E. Principal Industries
New Zealand’s major industry is agriculture. About 50 percent of their total export comes from meat, dairy and wool. They are one of the largest exporters of lamb and supplies about 90 countries with meat. Right after agriculture is forestry. Nearly 27 percent of New Zealand is covered with trees. Japan and Australia are their number one consumers in this industry. Tourism is also a major part of New Zealand’s industry. “In fact, it is the top earner of foreign exchange” (Economy of New Zealand).
F. International Trade Statistics
New Zealand’s second most significant trading partner is the United States and third is Japan. On the export side of trading in New Zealand, the United States accounts for about 13 percent. These exports to the US are usually dominated by livestock. Imports to the US estimate around 12 percent and usually consist of manufactured goods. Japan accounts for about 11 percent of both imports and exports. About half of the imports from Japan are motor vehicles. Overall, East Asian countries, excluding Japan, account for around 20 percent of New Zealand’s merchandise exports. Trade with the Asia-Pacific Rim countries dominate New Zealand’s total trade (ECONOMY, 2007).

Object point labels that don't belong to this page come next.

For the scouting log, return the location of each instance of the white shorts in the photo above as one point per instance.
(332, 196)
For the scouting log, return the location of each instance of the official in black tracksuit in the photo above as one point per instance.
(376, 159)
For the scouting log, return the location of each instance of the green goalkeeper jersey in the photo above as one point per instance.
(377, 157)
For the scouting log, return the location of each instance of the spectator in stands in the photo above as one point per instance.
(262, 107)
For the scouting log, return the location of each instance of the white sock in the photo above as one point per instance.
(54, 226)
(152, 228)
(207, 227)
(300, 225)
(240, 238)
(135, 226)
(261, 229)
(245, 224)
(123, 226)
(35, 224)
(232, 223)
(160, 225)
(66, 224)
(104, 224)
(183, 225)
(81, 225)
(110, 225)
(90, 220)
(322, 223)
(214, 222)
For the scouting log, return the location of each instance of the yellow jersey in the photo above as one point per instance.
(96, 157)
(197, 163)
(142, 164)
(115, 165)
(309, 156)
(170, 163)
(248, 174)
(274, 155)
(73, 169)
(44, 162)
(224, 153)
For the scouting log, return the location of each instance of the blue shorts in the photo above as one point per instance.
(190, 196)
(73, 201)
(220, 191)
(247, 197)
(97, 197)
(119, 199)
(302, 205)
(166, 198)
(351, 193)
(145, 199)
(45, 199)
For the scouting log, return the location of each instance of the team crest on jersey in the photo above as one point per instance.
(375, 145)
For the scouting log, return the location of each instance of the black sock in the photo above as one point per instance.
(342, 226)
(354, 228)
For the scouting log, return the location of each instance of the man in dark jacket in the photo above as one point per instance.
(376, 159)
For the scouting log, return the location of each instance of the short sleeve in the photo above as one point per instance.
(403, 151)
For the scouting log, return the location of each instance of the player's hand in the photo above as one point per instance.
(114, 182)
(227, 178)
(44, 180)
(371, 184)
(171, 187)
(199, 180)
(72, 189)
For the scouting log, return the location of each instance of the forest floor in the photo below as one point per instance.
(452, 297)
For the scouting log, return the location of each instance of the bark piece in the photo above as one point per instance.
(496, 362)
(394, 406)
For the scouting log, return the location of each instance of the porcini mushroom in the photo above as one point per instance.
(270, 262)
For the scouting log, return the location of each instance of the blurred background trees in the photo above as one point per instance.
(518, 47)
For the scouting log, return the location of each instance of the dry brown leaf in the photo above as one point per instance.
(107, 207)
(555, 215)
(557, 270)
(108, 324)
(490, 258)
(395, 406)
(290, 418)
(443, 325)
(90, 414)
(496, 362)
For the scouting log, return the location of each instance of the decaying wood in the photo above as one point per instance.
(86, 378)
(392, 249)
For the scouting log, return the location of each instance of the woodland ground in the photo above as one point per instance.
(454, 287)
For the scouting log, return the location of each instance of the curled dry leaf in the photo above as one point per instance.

New Zealand has always been heavily reliant on international trade and capital inflows to fund new investment which makes the balance of payments an important indicator of the country’s wealth. New Zealand is usually in deficit on the balance of payments current account which makes it tougher for them to borrow money to finance the deficit (Mcdermott, 2012). Due to this deficit, New Zealand governments created a system of exchange controls to maintain their foreign currency. Currently, 1 New Zealand dollar is equivalent to $0.66 in the United States.